Y ante tanta desesperación, el jefe del pueblo trata de proponer un
punto de esperanza: resistir aún cinco días, esperando la intervención
salvífica de Dios. Pero es una esperanza débil, que le hace concluir:
«Pero si pasan estos días sin recibir ayuda cumpliré vuestros deseos»
(7, 31). Pobre hombre, no tenía salida. Cinco días vienen concedidos a
Dios —y aquí está el pecado— cinco días vienen concedidos a Dios para
intervenir; cinco días de espera, pero ya con la perspectiva del final.
Conceden cinco días a Dios para salvarles, pero saben, no tienen
confianza, esperan lo peor. En realidad, nadie más, entre el pueblo, es
todavía capaz de esperar. Estaban desesperados.

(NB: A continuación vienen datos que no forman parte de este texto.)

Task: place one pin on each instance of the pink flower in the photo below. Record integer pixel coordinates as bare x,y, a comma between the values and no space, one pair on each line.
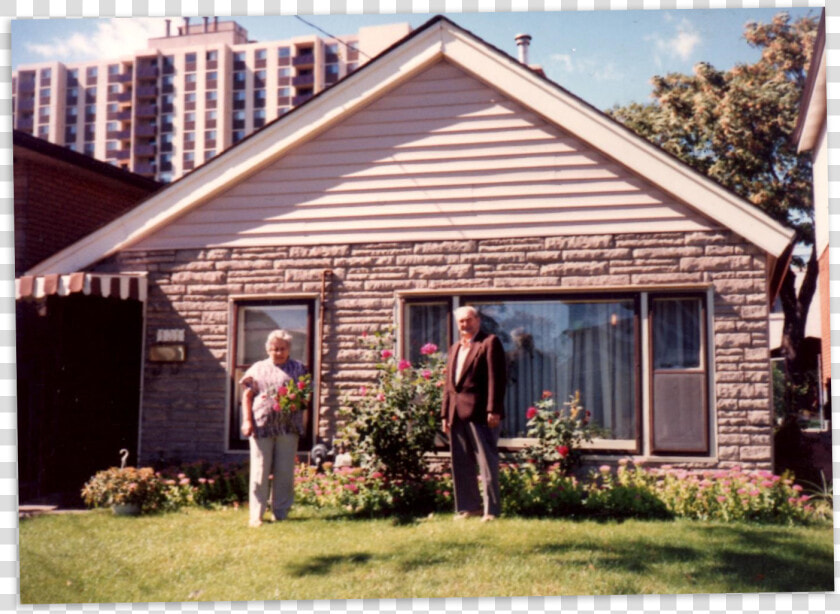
429,348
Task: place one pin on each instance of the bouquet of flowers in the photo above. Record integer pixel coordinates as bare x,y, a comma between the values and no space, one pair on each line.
294,396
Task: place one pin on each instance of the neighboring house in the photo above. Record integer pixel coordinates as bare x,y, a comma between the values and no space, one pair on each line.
78,357
446,172
61,196
811,135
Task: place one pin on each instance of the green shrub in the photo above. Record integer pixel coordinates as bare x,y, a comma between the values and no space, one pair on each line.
558,432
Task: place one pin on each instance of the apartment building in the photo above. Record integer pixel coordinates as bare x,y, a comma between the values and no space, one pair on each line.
191,94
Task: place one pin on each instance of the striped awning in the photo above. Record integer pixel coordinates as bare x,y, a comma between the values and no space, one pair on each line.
122,286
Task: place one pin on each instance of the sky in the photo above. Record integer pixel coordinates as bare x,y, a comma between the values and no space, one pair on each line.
604,57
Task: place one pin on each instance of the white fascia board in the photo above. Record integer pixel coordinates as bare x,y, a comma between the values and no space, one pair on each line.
609,137
815,112
257,151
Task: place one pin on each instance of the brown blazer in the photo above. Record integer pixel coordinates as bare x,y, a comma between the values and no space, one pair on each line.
481,388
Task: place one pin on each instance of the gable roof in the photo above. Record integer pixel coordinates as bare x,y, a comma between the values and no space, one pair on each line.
438,39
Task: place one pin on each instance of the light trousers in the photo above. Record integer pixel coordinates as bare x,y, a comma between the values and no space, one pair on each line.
475,444
272,455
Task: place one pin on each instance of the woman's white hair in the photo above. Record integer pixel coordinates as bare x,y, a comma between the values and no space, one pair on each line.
464,311
282,335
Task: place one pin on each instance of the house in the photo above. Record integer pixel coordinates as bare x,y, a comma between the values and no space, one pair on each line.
77,405
446,172
51,183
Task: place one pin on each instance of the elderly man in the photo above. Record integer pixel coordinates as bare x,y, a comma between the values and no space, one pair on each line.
472,411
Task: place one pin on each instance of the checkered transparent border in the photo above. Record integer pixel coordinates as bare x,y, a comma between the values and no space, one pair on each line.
699,604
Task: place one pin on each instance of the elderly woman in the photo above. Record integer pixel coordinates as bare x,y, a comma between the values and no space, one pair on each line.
273,435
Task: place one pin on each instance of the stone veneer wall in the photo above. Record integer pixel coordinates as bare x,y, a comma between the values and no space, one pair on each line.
184,407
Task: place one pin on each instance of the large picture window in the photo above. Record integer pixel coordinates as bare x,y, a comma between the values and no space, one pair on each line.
253,321
591,344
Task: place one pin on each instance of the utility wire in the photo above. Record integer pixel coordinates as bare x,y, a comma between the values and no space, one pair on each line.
324,32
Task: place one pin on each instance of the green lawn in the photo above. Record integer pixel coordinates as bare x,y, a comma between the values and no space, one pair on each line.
213,556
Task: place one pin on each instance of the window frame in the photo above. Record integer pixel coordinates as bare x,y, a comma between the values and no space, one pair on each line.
233,442
705,369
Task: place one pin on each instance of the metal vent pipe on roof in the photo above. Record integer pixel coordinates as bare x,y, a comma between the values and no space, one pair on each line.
523,41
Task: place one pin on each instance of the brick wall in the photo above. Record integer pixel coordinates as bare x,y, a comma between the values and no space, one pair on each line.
184,406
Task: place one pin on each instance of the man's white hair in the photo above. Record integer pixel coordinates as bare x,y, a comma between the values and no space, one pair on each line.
464,311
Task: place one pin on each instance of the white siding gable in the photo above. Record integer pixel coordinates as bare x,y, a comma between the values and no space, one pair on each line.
441,156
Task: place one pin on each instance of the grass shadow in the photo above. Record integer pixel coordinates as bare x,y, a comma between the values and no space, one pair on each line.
322,565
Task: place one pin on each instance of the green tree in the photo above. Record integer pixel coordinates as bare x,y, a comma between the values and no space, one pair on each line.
735,126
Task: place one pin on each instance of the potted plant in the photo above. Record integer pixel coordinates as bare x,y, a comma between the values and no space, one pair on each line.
126,490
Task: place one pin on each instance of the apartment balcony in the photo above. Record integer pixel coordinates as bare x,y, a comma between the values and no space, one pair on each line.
144,150
146,110
303,80
147,91
124,97
307,59
145,130
147,72
119,115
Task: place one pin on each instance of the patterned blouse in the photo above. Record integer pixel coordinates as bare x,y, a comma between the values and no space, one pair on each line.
263,377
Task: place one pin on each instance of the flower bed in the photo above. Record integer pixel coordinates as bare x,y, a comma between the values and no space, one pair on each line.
631,491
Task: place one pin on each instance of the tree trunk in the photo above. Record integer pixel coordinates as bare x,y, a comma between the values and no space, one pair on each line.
795,308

Es en esta situación que aparece en escena Judit. Viuda, mujer de
gran belleza y sabiduría, ella habla al pueblo con el lenguaje de la fe,
valiente, regaña a la cara al pueblo: «¡Así tentáis al Señor
Omnipotente, […]. No, hermanos; no provoquéis la cólera del Señor, Dios
nuestro. Porque si no quiere socorrernos en el plazo de cinco días,
tiene poder para protegernos en cualquier otro momento, como lo tiene
para aniquilarnos en presencia de nuestros enemigos […]. Pidámosle más
bien que nos socorra, mientras esperamos confiadamente que nos salve. Y
Él escuchará nuestra súplica, si le place hacerlo» (8, 13.14- 15.17).
Es un lenguaje de la esperanza. Llamamos a las puertas del corazón de
Dios, Él es Padre, Él puede salvarnos. ¡Esta mujer, viuda, corre el
riesgo también de quedar mal delante de los otros! ¡Pero es valiente!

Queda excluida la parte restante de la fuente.